Perhaps, accepting the imperfections it is better to try to optimise for happiness, even if the optimisation can only be judged as to whether they're generally heading in the right direction ... perhaps if imperfect measures of happiness are improving then life improves for the many in a way that doesn't improve by measures which reflect mainly financial aspects of society.
You can make a rich person 100 times richer and overall prosperity is probably decreasing. But you can't really make someone 100x happier (especial if there already relatively happy), all that money maybe made the rich person 1.0001x happier (or even <1x). Seems like given this sort of difference in happiness and financial wealth measuring the latter has a built in aspect of relative equality. For those who care about creating societies that benefit the whole population, this is an enticing possibility.
Better to optimize for happiness? Sure, I can go there.
But the title emphasizes measuring happiness, while pointing out that our measurement of productivity is flawed. But measuring happiness/well-being is going to be far more flawed.
The case for optimizing for happiness and well-being does not depend on our being able to measure it more accurately.
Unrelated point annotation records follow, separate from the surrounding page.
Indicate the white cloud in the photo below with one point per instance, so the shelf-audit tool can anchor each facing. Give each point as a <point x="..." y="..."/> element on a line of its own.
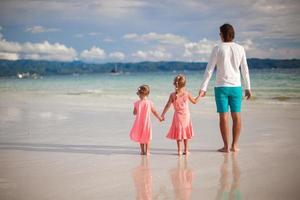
<point x="78" y="35"/>
<point x="152" y="55"/>
<point x="108" y="40"/>
<point x="93" y="54"/>
<point x="117" y="55"/>
<point x="39" y="51"/>
<point x="167" y="38"/>
<point x="198" y="51"/>
<point x="9" y="56"/>
<point x="40" y="29"/>
<point x="94" y="33"/>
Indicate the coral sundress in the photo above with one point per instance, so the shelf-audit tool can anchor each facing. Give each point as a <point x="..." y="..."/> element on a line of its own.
<point x="142" y="129"/>
<point x="181" y="127"/>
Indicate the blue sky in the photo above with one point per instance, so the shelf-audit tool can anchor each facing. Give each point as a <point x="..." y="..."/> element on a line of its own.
<point x="138" y="30"/>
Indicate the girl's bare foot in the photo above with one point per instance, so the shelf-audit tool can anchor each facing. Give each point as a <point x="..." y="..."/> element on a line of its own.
<point x="224" y="150"/>
<point x="234" y="149"/>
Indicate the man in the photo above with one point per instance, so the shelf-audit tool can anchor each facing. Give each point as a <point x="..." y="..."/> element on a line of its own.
<point x="229" y="58"/>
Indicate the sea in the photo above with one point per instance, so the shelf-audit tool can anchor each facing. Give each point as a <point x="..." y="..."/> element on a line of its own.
<point x="268" y="85"/>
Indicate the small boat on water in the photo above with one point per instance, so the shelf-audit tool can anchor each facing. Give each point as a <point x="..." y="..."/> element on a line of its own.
<point x="115" y="71"/>
<point x="28" y="75"/>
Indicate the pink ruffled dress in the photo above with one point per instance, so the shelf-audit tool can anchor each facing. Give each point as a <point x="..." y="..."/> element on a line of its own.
<point x="181" y="127"/>
<point x="142" y="129"/>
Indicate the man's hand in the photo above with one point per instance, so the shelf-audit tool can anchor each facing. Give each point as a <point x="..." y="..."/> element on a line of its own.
<point x="248" y="94"/>
<point x="202" y="93"/>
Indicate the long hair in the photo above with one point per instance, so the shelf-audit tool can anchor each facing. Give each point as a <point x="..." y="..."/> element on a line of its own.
<point x="179" y="82"/>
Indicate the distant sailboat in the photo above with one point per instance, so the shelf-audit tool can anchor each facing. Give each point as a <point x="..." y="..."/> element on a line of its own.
<point x="114" y="71"/>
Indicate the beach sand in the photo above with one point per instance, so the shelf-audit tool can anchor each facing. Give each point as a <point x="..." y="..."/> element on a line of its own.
<point x="66" y="147"/>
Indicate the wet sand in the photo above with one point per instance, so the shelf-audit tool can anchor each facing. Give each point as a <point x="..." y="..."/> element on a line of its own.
<point x="78" y="148"/>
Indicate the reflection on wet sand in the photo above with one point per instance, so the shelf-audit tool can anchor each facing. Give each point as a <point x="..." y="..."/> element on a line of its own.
<point x="182" y="177"/>
<point x="227" y="189"/>
<point x="142" y="178"/>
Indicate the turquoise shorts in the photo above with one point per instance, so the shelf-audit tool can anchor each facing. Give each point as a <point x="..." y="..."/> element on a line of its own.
<point x="228" y="97"/>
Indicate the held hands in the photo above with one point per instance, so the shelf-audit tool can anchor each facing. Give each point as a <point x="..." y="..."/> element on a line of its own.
<point x="248" y="94"/>
<point x="202" y="93"/>
<point x="162" y="117"/>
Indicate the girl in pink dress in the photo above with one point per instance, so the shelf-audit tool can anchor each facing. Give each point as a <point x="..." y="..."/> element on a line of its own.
<point x="181" y="128"/>
<point x="141" y="131"/>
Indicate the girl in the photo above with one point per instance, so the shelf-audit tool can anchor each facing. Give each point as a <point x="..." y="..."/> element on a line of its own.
<point x="142" y="130"/>
<point x="181" y="128"/>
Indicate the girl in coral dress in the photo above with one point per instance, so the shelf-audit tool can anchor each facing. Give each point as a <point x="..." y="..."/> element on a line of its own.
<point x="141" y="131"/>
<point x="181" y="128"/>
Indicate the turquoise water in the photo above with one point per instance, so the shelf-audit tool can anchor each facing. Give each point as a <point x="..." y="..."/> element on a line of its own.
<point x="275" y="84"/>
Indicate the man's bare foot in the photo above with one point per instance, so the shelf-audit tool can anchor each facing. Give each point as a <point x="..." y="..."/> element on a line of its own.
<point x="234" y="149"/>
<point x="224" y="150"/>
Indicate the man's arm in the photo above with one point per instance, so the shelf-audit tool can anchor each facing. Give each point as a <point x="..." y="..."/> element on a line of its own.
<point x="209" y="71"/>
<point x="246" y="77"/>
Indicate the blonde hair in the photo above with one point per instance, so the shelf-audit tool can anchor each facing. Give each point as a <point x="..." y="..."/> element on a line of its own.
<point x="144" y="90"/>
<point x="179" y="82"/>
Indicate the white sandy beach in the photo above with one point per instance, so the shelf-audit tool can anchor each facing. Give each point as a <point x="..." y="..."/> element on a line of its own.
<point x="74" y="147"/>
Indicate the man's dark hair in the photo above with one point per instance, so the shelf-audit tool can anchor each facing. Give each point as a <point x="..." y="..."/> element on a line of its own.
<point x="227" y="32"/>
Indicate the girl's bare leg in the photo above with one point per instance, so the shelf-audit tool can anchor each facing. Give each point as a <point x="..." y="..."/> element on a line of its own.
<point x="186" y="146"/>
<point x="179" y="147"/>
<point x="147" y="146"/>
<point x="142" y="149"/>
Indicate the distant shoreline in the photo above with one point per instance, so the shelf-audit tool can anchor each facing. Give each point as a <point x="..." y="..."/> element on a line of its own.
<point x="45" y="68"/>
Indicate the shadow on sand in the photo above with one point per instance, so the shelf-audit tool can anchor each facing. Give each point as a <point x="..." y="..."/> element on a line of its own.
<point x="89" y="149"/>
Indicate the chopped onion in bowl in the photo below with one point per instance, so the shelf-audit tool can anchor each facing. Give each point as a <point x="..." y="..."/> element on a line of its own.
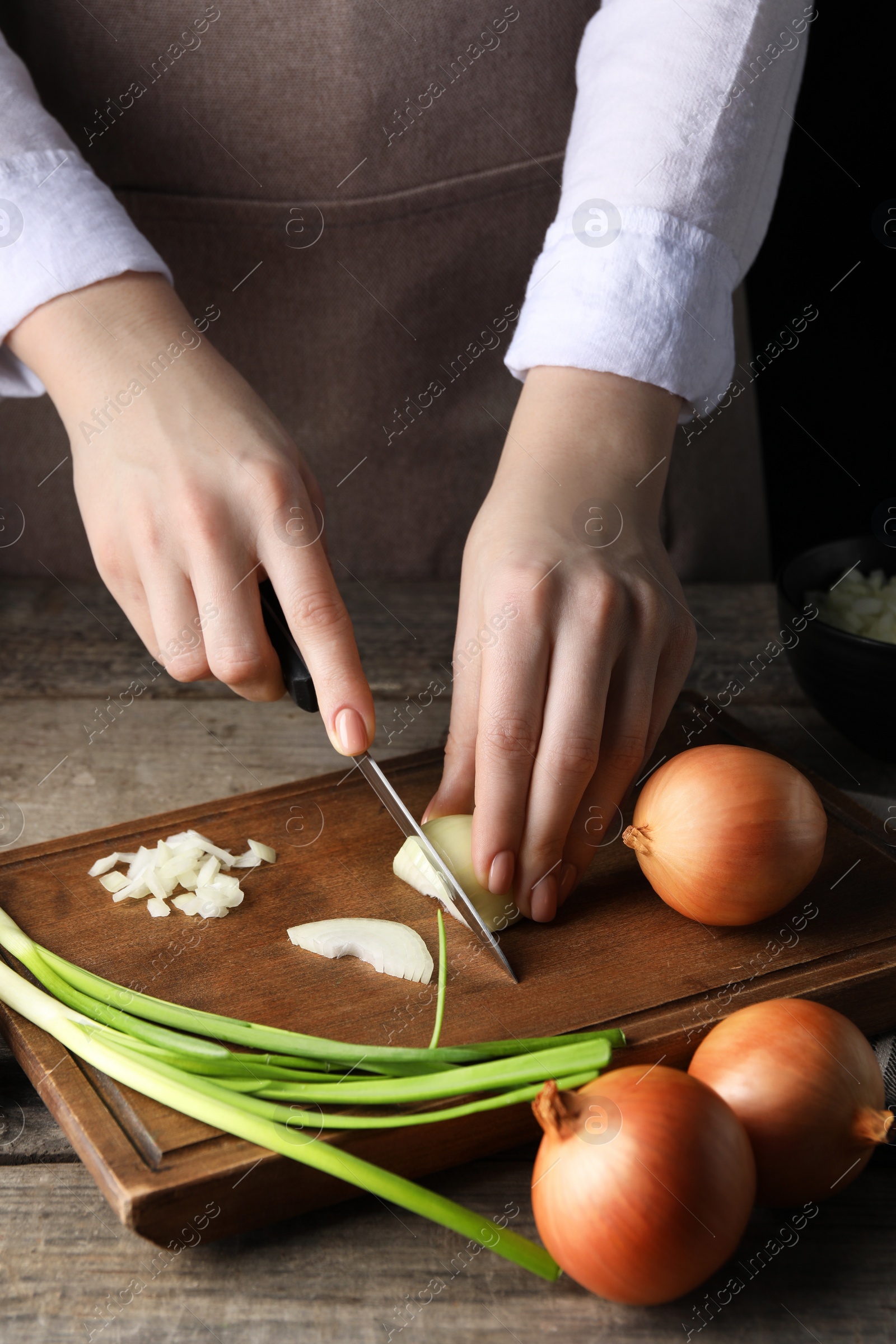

You can make a rich person 100 times richer and overall prosperity is probably decreasing. But you can't really make someone 100x happier (especial if there already relatively happy), all that money maybe made the rich person 1.0001x happier (or even <1x). Seems like given this sort of difference in happiness and financial wealth measuring the latter has a built in aspect of relative equality. For those who care about creating societies that benefit the whole population, this is an enticing possibility.